Tuesday, May 2, 2017

The Dangers of Using Nonatomic Properties

Quincey Morris:

For some reason, the decision was taken to make properties default to “atomic”, but no attempt was made to convert any pre-existing getter/setter implementations, and no attempt was made to verify that any new custom accessors provided atomicity. The whole thing was broken right from the start.

Although nothing syntactic has ever changed, common usage has changed over the years, to (informally) regard the default (omission of attribute) and explicit “atomic” as different things, in terms of API contract. The usage has come to be that only properties explicitly marked “atomic” can be reasonably assumed to be making an API contract, and that properties without the attribute make no API contract (even if they happen to be atomic as an implementation detail).

John McCall:

I can’t speak to that decision: it pre-dates me. At a guess, probably over-enthusiasm for the idea of eliminating low-level failures due to races, buoyed by the era’s general optimism about the ability of future machines to hide the performance cost.

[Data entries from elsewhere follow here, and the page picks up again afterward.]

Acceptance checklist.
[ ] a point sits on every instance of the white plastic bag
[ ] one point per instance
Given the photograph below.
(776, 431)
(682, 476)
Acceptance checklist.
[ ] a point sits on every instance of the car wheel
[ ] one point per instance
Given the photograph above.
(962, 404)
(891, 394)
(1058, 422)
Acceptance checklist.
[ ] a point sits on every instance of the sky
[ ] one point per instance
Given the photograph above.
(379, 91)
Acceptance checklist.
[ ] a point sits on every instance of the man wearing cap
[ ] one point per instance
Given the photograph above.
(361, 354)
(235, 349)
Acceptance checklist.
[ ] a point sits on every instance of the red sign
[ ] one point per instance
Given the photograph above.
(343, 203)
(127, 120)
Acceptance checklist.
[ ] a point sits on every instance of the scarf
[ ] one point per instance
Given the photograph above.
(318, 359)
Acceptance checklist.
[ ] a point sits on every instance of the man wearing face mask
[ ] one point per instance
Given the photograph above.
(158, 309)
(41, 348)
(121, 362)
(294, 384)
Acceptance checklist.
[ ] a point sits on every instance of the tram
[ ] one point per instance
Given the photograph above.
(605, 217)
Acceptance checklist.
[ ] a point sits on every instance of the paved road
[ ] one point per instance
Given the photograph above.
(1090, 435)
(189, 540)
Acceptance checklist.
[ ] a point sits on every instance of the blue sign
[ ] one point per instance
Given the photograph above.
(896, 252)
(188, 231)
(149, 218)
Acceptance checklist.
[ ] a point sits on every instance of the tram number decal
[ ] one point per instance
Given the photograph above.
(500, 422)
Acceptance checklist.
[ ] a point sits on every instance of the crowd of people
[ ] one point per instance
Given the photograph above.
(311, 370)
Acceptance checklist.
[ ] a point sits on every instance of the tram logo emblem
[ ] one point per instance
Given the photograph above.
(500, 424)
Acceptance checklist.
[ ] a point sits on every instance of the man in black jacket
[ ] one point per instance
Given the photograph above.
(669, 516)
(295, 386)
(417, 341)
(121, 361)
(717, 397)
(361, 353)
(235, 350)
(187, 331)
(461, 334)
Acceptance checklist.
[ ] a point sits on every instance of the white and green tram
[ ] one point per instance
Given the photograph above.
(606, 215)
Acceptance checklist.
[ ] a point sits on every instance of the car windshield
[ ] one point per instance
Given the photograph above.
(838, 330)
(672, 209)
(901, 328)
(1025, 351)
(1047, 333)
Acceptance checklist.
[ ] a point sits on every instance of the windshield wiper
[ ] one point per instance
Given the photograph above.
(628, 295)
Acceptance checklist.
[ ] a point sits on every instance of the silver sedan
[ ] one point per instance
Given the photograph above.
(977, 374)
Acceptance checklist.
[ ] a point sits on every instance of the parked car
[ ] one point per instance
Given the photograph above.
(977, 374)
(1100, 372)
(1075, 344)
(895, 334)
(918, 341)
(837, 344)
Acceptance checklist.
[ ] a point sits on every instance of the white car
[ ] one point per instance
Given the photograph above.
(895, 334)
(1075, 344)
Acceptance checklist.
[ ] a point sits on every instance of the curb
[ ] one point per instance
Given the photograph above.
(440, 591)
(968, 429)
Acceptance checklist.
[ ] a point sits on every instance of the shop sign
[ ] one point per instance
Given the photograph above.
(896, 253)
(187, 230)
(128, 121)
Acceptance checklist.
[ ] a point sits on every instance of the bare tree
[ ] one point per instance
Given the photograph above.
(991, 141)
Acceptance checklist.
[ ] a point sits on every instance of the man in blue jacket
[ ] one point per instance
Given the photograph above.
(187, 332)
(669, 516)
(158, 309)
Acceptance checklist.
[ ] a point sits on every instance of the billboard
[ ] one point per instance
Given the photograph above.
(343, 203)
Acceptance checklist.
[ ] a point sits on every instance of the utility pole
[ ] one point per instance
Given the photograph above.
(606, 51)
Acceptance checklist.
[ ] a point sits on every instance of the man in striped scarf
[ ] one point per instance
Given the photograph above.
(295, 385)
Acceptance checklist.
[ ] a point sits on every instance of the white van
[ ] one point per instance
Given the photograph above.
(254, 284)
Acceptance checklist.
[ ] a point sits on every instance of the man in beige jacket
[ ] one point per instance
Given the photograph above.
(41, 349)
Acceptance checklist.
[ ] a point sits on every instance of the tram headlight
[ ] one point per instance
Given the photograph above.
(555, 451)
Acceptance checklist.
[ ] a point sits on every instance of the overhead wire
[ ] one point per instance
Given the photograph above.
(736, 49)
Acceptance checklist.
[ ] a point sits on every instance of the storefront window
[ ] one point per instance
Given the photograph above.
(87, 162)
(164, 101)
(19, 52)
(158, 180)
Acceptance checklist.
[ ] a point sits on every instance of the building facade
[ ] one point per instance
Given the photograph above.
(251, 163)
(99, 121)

Atomic properties may not provide a (typically) semantically meaningful level of atomicity, but they do prevent races on the property from immediately leading to crashes.

Greg Parker:

Another influence was Objective-C garbage collection. GC was assumed to be The Future, and atomic properties are cheap when you have GC.

Update (2017-05-02): The title comes from this blog post. I actually prefer nonatomic properties myself. Atomic properties can be slow and give a false sense of security.